Henry Srebrnik, [Calgary] Jewish Free Press
 
Today, Leonard Woolf is remembered, if at all, as Virginia (neé Stephen) Woolf’s husband. 

But he was himself a man of many parts, and one of these was as a servant of the British imperial order in the South Asian island colony of Ceylon – today’s Sri Lanka.

Born in November 1880, to Marie de Jongh and Sidney Woolf, a barrister, Leonard was the third of nine siblings. The family was solidly bourgeois, Jewish but not religious, and even after Sidney Woolf’s early death, when Leonard was just 11, they managed to live in relative comfort.

Woolf attended St. Paul’s School in London and then went to Trinity College, Cambridge University, in 1899. There he made friends with people who would over the next few decades become the core of the progressive and bohemian Bloomsbury Group, named after the London neighbourhood near the British Museum.

He never dwelled upon the anti-Semitism of the English culture of his times, but it set him apart as an outsider even among his intimates; his nickname was “the rabbi.” The best-known figures of the Bloomsbury group were all capable of appalling examples of casual anti-Semitism. Even Virginia told friends she was marrying “a penniless Jew.”

When he graduated from Cambridge in 1904, and now a liberal intellectual, Woolf joined the Colonial Civil Service and was sent to Ceylon, to assume the first of three posts in the Ceylon Civil Service.

For the next seven years he served in three of its nine provinces, while also travelling around the country for various purposes, at one point supervising the Pearl Fishery in the Gulf of Mannar. 

Promoted to Assistant Government Agent, in 1908 he was put in charge of running his own district in south-east Ceylon, Hanbantota Province, which contained 100,000 people. 

Woolf taught himself Sinhalese and Tamil and he travelled all over his district, dealing with agriculture, justice, public health, road-building, taxation and petty problems of every kind.

His acute observations of the customs and behaviour in the Sinhalese, Tamil and Anglo-Indian cultures of the country would all appear in his five-volume autobiography, of which Growing: An Autobiography of the Years 1904 to 1911, published in 1961, was the second volume.

In 1913, back in England and now married to the non-Jewish Virginia, he wrote a novel, The Village in the Jungle, described by the British writer and broadcaster Nicholas Rankin in 2014 as “the first novel in English literature to be written from the indigenous point of view rather than the coloniser’s.”

The book is well known in Sri Lanka, where it is seen as a sociological or ethnographic description of south-east Ceylon in the early 1900s. 

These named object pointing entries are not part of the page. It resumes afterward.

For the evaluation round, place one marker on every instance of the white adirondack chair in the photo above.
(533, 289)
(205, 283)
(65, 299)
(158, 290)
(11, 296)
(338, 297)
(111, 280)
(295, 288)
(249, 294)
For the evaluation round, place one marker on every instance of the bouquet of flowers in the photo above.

He went on to publish studies of imperialism and act as Secretary of the Labour Party’s Advisory Committee on International and Imperial Questions. He ran, unsuccessfully, for Parliament for the party in 1922.

Along with Virginia, he founded the Hogarth Press, and he was an editor at several journals, as well as a director of the New Statesman. After Virginia’s suicide in 1941, he traveled, wrote his memoirs, and gardened until his death at 88 in 1969.

Woolf admitted to having been “a very innocent, unconscious imperialist” upon arrival in Ceylon. What grew was his recognition of the absurdity in “a people of one civilisation and mode of life trying to impose its rule upon an entirely different civilisation and mode of life.” When he returned to England on leave in 1911, he resigned from the Colonial Civil Service.

He was in a sense an early proponent of what we might today call “Huntingtonianism”-- named for political scientist Samuel Huntington’s famous thesis outlined in his 1996 book The Clash of Civilizations and the Remaking of World Order, where he argued that the primary axis of conflict in the future will be along cultural lines.
 
Ceylon gained its independence in 1948 but would eventually become embroiled in a brutal decades-long civil war between its Hindu Tamil and Buddhist Sinhalese people in which at least 80,000 victims perished – a victim of its own “clash of civilizations.”